Lip and Tongue Tie
In cases of lip or tongue tie, an infant is born with a piece of tissue (frenulum) that connects too tightly to the gum (in the case of the lip) or the floor of the mouth (in the case of the tongue). In some cases, this may cause restriction in movement that can result in difficulty with breastfeeding or eventually, with dental health and/or speech.
Early in life, there can be a wide variety of symptoms, including poor ability to latch, poor weight gain, and maternal nipple pain/damage. In most cases, families are referred from their pediatrician or lactation consultant.
Diagnosis is based on the physical exam, where examination of the lips, gums, and tongue is performed to determine if a tight frenulum is present.
The location and method for dividing the tissue will vary based on the patient’s age and the thickness of the frenulum. Some cases can be managed in the office setting, while others are performed in the operating room under sedation.
Current Ongoing Clinical Research
We are actively recruiting infants with symptomatic lip and tongue tie to identify whether office-based procedures are as effective as operative procedures. For more information, please email email@example.com.
Gastroesophageal reflux disease (GERD), also known as reflux, occurs when acid from the stomach and lower gastrointestinal (GI) tract moves up into the esophagus and, sometimes, upper airway, causing irritation and inflammation. Some degree of reflux is normal, but when it is more than usual or lasts longer than usual, it can cause bothersome symptoms, such as heartburn, acid taste, or trouble swallowing.
When symptoms are present, antacid medication is often started and the control of symptoms while on these medications can help to establish the diagnosis. A study that can be used for evaluation of acid reflux is a 24-hour esophageal pH monitor.
An antacid medication (proton pump inhibitor or PPI) is often the first line of treatment for GERD and is safe for very young children. Sometimes, another type of antacid (antihistamine) may be used. The goal of these medications is to stop the production of acid.
Another medical treatment for GERD is the use of pro-motility agents to increase the speed that substances move through the GI tract.
Lifestyle management such as changes in diet or positioning during feeding can sometimes be added to help improve symptoms.
If these changes do not help symptoms, surgical options may be offered.
Eosinophilic Esophagitis (EoE)
Eosinophilic esophagitis (EoE) is a build up of inflammation in the esophagus, causing a wide range of symptoms, including: cough, wheezing, trouble swallowing, vomiting, poor feeding, failure to gain weight, and chest or abdominal pain.

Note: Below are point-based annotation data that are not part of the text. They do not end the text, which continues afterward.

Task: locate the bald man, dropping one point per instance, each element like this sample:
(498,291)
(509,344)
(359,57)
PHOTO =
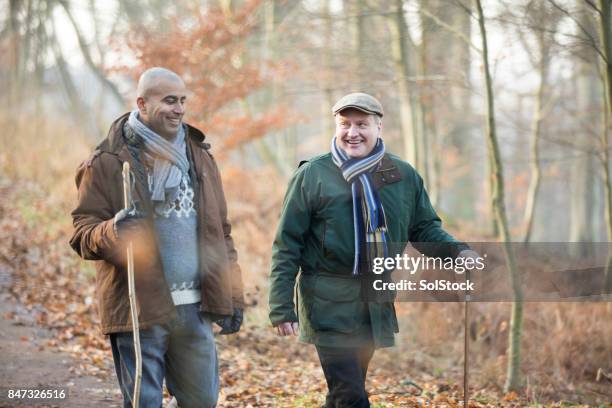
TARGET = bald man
(185,263)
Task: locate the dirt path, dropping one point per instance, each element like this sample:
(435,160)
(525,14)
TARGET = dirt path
(26,363)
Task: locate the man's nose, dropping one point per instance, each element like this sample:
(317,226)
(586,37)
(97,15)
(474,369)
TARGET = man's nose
(179,108)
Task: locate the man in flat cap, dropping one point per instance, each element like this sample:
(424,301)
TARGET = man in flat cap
(340,211)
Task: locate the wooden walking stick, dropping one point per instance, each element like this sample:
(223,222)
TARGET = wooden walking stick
(127,203)
(466,343)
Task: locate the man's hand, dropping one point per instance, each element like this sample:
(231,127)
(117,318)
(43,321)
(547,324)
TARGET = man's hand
(469,254)
(231,324)
(288,329)
(127,223)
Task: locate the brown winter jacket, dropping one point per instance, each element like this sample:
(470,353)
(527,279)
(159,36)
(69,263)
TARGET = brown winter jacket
(100,197)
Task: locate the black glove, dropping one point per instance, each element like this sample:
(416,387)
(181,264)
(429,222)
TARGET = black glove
(231,324)
(127,222)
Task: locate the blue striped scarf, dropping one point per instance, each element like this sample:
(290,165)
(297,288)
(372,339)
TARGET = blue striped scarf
(369,220)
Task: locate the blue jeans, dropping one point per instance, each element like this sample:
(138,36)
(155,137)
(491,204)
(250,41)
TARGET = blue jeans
(182,350)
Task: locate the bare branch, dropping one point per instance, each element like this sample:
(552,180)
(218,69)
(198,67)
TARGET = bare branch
(87,56)
(591,40)
(450,28)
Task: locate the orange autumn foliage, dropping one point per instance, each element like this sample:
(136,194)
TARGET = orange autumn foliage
(210,52)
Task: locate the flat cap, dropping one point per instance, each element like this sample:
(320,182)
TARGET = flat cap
(360,101)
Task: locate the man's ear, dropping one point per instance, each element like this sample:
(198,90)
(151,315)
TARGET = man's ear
(142,106)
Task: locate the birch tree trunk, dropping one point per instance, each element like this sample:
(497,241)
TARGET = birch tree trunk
(536,130)
(401,61)
(605,32)
(497,197)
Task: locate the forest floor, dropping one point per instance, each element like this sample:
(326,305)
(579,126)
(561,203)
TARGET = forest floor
(49,335)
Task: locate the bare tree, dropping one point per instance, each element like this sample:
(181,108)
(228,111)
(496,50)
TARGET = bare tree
(499,207)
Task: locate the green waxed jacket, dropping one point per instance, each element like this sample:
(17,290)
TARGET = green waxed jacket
(316,236)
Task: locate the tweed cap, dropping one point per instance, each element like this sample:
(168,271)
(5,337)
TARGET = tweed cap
(360,101)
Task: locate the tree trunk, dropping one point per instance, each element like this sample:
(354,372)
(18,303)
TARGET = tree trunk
(606,45)
(400,33)
(497,198)
(536,129)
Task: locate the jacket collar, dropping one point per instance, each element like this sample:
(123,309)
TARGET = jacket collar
(115,142)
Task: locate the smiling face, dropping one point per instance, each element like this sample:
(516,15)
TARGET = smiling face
(162,107)
(357,132)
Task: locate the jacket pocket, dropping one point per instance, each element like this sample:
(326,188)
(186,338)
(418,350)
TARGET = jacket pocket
(336,304)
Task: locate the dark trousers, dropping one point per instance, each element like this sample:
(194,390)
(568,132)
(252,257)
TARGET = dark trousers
(345,370)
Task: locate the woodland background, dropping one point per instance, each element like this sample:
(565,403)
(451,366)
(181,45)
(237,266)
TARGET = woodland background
(510,136)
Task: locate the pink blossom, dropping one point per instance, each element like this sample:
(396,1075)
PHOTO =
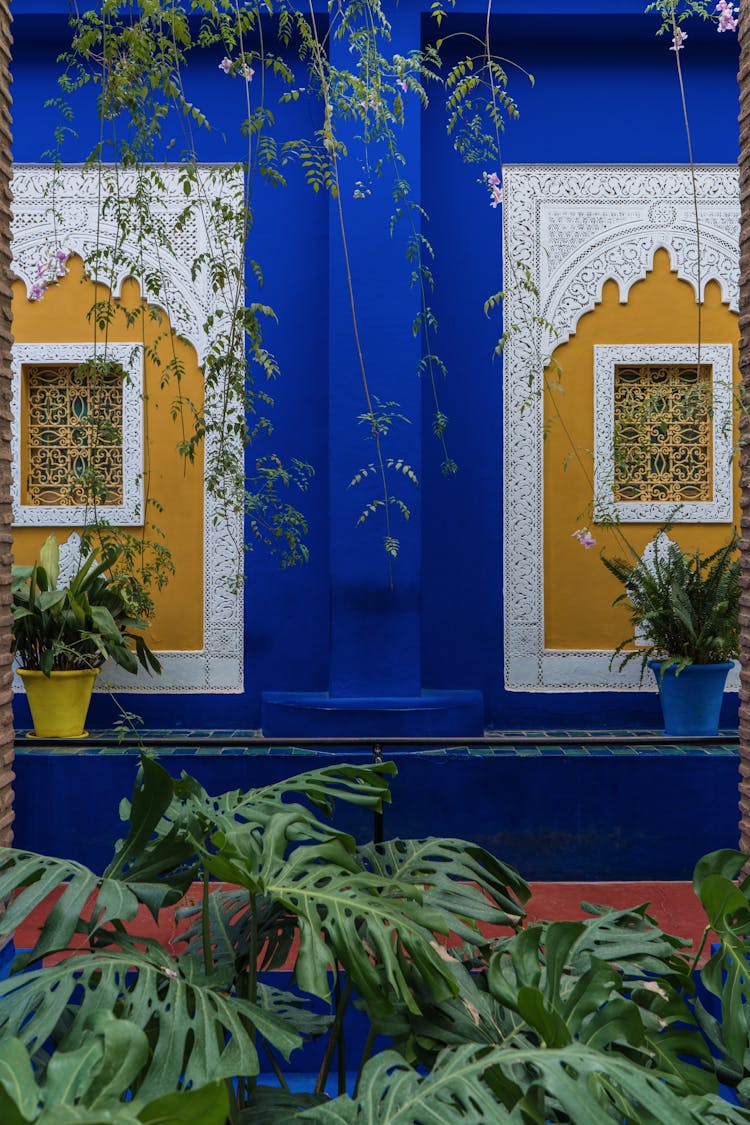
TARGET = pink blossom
(48,271)
(726,19)
(585,538)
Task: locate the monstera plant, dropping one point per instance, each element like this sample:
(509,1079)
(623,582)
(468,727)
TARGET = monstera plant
(587,1022)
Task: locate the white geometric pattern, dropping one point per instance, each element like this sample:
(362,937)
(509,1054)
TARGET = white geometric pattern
(80,222)
(574,227)
(129,358)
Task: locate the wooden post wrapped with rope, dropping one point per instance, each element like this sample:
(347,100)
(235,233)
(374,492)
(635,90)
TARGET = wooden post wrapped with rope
(744,423)
(6,558)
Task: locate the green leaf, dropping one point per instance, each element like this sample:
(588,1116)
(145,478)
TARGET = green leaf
(270,1106)
(18,1091)
(197,1034)
(207,1106)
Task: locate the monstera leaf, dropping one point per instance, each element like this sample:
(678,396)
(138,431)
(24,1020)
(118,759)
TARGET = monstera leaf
(197,1034)
(477,1085)
(460,879)
(172,821)
(725,973)
(33,878)
(565,993)
(345,917)
(86,1083)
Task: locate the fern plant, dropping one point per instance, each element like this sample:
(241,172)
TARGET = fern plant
(684,609)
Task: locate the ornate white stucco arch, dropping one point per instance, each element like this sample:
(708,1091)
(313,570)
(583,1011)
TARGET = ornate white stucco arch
(70,207)
(567,231)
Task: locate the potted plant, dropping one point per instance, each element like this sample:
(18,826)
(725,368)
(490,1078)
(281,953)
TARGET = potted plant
(62,636)
(685,612)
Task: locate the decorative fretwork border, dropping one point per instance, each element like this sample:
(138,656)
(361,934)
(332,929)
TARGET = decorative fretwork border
(574,227)
(719,510)
(129,358)
(78,224)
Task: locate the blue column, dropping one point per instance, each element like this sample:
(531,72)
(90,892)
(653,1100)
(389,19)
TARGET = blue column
(375,672)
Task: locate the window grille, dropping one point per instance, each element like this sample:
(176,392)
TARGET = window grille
(73,448)
(662,433)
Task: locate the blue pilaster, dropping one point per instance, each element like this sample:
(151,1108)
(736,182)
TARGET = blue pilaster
(375,669)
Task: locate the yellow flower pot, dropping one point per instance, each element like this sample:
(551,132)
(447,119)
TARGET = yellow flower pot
(59,702)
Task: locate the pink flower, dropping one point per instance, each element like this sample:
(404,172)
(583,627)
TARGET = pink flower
(48,271)
(726,19)
(585,538)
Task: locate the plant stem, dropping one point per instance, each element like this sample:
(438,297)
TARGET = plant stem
(206,927)
(366,1054)
(274,1063)
(333,1040)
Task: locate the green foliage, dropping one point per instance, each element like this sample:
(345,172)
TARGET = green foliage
(684,609)
(83,1082)
(120,1014)
(566,1023)
(82,624)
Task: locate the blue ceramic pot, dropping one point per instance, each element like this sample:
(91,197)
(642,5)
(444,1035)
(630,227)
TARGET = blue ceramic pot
(692,701)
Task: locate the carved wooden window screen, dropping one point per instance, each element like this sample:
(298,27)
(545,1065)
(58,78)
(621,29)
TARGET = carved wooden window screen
(663,432)
(73,422)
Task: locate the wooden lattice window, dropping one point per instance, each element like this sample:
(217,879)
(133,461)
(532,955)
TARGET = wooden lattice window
(73,422)
(663,433)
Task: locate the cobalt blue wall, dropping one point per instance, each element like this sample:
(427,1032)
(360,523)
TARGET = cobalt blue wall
(642,815)
(605,91)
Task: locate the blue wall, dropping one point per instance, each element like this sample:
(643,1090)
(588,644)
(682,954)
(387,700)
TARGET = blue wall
(554,812)
(605,91)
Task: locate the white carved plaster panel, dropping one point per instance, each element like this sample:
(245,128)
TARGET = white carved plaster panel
(719,510)
(574,227)
(218,666)
(129,358)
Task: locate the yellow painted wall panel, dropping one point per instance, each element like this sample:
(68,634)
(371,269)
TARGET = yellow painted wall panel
(63,316)
(578,591)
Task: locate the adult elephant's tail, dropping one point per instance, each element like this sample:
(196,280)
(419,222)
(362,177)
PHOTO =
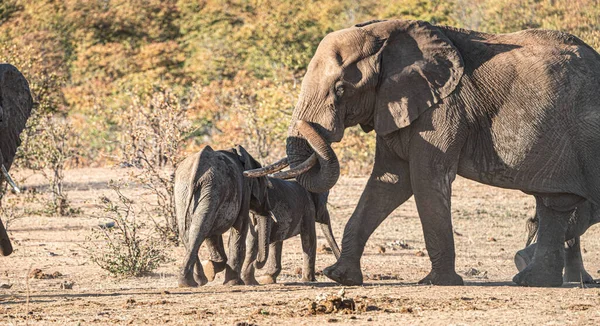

To diagnosis EoE, we take small samples of tissue from the esophagus and send it to our laboratory to look for inflammation. It is important that your child has been on an antacid medication (proton pump inhibitor or PPI) for at least six weeks before the biopsy is taken. If a child is not on a PPI, then he/she will need to have a pH probe study done at the same time. Both of these options are needed to rule out reflux (GERD) as a cause of the inflammation. During the scope and while under anesthesia, allergy blood work may be obtained to determine whether the child has food allergies.
Treatment for EoE begins by examining the diet and removing certain types of food that may be causing inflammation. This is done even if there is no known food allergies. The foods that are removed are then slowly given to the child, carefully watching for symptoms with certain foods. If symptoms are not relieved through an elimination diet, a course of swallowed or inhaled steroids may be prescribed.